Now when someone looks at me funny or is rude or disrespectful or even downright mean, I let it go. I remember that I don’t know what’s going on inside them. I don’t know what kind of pain they are facing. I don’t know why they are hurt or fearful or sad. So I can forgive their moodiness, their ill temper, their criticism. Instead of being hurt or angry, I simply wonder how tangled their life is and let it go. I can’t tell you the freedom this had given my own life.
When Ian was first diagnosed and we went out in public, people always assumed he was a chemo patient. They were compassionate and kind and gentle with him. I remember watching a complete stranger carefully spotting him as he climbed through the tunnels at Port Discovery, making sure he didn’t hurt himself. A security guard at Hershey Park gave Ian a giant Hershey Bar and the ladies behind the fudge counter at the farm market always offered him a free piece of fudge. Once a waiter comped our entire check at Pizza Hut. In the beginning all I could do was nod thanks because every one of these encounters reduced me to tears. Now that I can talk about Ian’s condition more comfortably, I still don’t correct the kind strangers. Another parent of a child with Alopecia said, “Don’t correct them. They feel good because they did something good for someone. Let them have that.” So for the most part I don’t say anything. I also don’t say anything because my son doesn’t realize why these people are so kind to him. He just thinks people are nice. I want him to believe that as long as possible.

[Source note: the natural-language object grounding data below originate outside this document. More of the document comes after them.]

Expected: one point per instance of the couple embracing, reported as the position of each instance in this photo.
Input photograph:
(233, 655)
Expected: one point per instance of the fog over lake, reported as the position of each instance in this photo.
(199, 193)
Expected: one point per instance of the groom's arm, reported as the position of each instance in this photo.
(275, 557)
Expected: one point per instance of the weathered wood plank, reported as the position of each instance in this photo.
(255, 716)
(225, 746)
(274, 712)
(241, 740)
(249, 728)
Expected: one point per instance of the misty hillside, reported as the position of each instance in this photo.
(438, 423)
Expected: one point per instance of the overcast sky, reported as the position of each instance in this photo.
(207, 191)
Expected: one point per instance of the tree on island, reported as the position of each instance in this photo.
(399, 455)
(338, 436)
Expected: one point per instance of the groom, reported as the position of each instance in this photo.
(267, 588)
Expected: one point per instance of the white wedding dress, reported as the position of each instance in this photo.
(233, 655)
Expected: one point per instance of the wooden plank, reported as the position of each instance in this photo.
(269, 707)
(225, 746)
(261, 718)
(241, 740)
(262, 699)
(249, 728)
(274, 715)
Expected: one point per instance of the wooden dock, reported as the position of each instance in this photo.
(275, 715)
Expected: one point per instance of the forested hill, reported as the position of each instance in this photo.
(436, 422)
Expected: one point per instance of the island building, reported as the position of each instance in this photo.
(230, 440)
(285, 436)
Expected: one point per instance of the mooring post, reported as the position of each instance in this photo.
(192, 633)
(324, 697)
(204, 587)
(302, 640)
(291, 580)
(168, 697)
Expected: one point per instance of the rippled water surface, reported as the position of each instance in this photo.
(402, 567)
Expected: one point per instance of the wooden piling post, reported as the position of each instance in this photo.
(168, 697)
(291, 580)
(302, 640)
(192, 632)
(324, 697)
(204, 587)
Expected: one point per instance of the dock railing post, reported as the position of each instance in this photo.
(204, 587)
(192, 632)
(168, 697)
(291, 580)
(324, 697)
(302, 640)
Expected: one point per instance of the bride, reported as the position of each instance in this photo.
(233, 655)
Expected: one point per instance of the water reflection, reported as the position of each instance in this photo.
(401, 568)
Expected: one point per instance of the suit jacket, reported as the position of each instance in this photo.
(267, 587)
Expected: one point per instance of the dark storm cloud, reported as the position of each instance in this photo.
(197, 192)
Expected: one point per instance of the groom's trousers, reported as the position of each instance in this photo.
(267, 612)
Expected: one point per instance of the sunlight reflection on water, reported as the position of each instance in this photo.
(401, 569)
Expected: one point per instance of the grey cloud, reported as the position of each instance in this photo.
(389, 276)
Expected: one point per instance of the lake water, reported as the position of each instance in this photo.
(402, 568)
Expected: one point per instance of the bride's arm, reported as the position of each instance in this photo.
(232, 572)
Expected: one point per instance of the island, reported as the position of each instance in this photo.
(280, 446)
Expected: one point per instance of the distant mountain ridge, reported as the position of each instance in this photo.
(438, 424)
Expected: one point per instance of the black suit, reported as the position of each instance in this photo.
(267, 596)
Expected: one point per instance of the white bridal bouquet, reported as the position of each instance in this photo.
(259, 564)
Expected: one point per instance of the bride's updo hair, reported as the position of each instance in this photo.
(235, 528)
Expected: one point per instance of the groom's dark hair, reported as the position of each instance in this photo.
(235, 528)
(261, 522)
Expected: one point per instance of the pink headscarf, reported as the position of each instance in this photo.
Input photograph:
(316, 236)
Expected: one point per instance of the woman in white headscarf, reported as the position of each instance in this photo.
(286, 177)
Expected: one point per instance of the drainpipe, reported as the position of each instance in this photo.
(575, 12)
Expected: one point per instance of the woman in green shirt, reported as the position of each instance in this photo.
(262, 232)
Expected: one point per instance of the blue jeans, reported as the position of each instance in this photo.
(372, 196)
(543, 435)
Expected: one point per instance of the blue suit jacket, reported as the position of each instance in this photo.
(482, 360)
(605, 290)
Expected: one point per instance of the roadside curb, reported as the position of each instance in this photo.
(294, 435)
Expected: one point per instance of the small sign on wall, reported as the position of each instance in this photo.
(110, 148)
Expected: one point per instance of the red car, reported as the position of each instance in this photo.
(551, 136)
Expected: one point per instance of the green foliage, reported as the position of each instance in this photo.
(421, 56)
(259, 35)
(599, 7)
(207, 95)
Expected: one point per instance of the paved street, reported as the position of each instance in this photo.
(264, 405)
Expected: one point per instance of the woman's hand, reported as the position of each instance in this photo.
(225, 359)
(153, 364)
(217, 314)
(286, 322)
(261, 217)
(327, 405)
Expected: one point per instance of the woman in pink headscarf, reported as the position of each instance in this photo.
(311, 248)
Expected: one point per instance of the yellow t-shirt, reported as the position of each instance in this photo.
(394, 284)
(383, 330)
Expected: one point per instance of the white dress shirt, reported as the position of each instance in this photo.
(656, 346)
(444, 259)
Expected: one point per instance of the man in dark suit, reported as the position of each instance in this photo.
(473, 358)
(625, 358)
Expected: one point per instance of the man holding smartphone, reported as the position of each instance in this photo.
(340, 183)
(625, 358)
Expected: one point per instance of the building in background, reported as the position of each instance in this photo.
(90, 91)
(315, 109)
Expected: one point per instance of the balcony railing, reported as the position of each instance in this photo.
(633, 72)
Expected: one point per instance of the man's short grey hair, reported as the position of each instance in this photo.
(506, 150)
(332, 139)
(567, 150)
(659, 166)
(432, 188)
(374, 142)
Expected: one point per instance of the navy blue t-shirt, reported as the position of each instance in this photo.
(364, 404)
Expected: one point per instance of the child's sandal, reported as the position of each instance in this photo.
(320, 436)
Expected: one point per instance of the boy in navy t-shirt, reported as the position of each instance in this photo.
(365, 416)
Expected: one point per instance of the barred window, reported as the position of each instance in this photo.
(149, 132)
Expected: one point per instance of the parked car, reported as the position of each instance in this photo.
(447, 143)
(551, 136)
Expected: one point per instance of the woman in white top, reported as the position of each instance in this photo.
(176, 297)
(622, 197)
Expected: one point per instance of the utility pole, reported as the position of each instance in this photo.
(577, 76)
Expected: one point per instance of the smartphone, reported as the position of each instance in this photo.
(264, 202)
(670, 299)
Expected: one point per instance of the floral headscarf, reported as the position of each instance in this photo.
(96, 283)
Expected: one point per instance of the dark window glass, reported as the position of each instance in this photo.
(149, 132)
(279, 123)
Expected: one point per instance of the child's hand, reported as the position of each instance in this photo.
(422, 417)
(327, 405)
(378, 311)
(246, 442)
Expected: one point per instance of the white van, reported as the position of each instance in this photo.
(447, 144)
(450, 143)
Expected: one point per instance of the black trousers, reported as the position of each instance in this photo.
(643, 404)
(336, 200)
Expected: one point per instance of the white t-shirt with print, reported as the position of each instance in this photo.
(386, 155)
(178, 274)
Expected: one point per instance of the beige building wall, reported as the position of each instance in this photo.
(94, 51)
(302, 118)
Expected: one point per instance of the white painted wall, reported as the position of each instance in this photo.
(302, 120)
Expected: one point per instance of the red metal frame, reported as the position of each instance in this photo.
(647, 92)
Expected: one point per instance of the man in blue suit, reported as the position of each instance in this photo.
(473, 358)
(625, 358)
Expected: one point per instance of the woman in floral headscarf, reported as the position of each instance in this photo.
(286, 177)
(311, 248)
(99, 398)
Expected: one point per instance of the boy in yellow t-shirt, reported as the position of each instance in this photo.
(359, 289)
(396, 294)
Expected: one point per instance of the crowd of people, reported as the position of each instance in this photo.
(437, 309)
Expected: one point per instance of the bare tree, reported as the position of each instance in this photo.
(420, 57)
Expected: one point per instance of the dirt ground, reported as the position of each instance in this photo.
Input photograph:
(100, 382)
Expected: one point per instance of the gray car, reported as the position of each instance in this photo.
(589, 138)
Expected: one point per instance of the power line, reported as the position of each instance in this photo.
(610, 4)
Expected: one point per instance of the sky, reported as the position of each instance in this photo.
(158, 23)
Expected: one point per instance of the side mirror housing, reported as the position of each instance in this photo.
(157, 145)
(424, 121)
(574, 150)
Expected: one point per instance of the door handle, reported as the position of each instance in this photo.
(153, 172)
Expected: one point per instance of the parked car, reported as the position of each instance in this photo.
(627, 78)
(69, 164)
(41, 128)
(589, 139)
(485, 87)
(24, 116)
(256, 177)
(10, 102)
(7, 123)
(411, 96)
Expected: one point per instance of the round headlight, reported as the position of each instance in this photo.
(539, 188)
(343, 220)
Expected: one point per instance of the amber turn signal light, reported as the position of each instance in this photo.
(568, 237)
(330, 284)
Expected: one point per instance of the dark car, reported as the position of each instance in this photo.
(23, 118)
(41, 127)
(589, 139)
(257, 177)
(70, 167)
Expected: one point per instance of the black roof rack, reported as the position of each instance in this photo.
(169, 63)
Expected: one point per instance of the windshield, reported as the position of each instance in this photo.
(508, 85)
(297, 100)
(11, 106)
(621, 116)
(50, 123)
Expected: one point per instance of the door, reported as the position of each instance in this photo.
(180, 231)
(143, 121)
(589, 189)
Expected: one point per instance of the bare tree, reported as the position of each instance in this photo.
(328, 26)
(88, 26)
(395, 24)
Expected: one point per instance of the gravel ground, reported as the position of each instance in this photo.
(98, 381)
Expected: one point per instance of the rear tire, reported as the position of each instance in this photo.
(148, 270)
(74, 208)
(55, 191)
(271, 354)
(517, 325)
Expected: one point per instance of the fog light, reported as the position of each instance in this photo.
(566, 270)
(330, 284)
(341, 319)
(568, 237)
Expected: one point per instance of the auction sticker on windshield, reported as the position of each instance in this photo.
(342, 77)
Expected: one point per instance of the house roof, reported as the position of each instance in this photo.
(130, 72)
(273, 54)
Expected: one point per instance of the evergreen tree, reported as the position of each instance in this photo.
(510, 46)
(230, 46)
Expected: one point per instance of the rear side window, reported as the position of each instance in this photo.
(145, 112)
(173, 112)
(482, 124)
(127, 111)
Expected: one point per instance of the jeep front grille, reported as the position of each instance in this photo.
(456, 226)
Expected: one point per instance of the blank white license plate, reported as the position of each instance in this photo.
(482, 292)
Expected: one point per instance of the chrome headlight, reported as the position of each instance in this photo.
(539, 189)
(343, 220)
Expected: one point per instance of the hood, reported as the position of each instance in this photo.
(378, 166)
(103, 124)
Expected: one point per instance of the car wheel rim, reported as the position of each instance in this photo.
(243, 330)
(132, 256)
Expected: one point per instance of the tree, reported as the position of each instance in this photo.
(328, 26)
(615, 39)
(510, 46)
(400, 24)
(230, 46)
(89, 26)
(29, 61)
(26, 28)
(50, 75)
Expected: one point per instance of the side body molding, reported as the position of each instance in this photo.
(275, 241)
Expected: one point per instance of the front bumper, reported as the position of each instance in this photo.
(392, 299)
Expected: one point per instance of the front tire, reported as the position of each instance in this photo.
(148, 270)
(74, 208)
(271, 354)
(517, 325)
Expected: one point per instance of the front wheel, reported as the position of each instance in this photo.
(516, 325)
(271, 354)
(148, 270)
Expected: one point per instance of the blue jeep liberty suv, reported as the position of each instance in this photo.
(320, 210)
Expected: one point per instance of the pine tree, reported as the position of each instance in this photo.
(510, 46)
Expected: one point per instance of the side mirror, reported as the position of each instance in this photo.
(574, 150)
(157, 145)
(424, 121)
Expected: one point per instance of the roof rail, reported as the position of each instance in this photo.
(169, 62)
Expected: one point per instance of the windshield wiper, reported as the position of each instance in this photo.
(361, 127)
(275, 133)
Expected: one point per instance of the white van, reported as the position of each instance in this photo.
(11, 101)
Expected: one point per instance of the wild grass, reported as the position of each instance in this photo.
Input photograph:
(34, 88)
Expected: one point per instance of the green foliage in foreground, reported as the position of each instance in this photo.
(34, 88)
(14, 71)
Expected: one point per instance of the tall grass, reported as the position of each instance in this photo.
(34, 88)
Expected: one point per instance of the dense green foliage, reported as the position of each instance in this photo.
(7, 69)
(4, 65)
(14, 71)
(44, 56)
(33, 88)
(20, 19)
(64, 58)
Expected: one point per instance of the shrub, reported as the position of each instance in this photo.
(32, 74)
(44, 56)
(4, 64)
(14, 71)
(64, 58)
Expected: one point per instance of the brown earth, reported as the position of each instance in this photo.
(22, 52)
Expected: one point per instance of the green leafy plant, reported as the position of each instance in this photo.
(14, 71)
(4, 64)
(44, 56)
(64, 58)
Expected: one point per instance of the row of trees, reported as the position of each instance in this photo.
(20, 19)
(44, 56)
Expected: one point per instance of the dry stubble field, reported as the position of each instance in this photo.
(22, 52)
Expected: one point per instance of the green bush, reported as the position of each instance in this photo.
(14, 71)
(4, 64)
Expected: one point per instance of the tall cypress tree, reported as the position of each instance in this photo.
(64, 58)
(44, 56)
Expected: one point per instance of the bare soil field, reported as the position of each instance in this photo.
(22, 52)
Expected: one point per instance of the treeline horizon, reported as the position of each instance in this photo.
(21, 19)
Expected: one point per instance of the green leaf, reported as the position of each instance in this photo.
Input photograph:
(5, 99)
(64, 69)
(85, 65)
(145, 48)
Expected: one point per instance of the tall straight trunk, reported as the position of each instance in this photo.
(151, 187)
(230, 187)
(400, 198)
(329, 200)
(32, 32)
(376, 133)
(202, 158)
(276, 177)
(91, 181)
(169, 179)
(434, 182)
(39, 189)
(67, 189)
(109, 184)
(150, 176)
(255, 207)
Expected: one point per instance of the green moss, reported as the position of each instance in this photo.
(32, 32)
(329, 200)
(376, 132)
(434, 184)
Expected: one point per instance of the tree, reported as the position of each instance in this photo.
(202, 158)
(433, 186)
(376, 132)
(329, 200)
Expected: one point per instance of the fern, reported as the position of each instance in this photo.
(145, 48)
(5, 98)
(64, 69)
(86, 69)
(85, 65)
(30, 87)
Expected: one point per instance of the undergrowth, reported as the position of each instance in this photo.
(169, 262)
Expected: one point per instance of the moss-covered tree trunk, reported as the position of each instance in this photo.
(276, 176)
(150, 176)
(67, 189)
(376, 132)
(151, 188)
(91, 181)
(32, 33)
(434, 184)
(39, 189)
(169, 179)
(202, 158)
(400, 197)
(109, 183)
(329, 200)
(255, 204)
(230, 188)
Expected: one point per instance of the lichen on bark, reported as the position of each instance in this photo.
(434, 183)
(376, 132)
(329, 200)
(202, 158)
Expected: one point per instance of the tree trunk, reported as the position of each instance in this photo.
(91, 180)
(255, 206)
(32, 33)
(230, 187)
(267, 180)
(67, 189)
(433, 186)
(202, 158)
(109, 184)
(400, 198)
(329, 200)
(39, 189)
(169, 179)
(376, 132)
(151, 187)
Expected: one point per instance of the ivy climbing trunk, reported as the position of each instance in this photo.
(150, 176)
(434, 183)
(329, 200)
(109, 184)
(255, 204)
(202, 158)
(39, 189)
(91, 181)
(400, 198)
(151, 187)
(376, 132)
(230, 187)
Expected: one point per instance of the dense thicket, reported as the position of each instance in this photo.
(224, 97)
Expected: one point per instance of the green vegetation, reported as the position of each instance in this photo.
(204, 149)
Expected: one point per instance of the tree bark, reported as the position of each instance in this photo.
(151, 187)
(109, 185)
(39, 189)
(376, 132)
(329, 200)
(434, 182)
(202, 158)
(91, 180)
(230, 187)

Imagine how kind our world would be if everyone treated everyone else like they were terminally ill, injured, or in pain. No one would yell at anyone. No one would curse the slow driver in front of them or snap at the grumpy cashier or be rude to their waiter. We would go out of our way to help other people and be generous with our money, our time, and our words. Having a child with Alopecia has been a great blessing. It’s taken me some time to reach that conclusion. But I know our lives are better and Ian’s life is better because of this disease.
I wasn’t sure what I wanted to write about when I started this post. I thought maybe I’d talk about why I started the organic life and discuss the fact that we can’t force anyone else to embrace an organic life no matter how good it might be for them. But I guess I had something more important to say. Live gently among your neighbors – give them the benefit of the doubt and your kindness, nothing more and nothing less.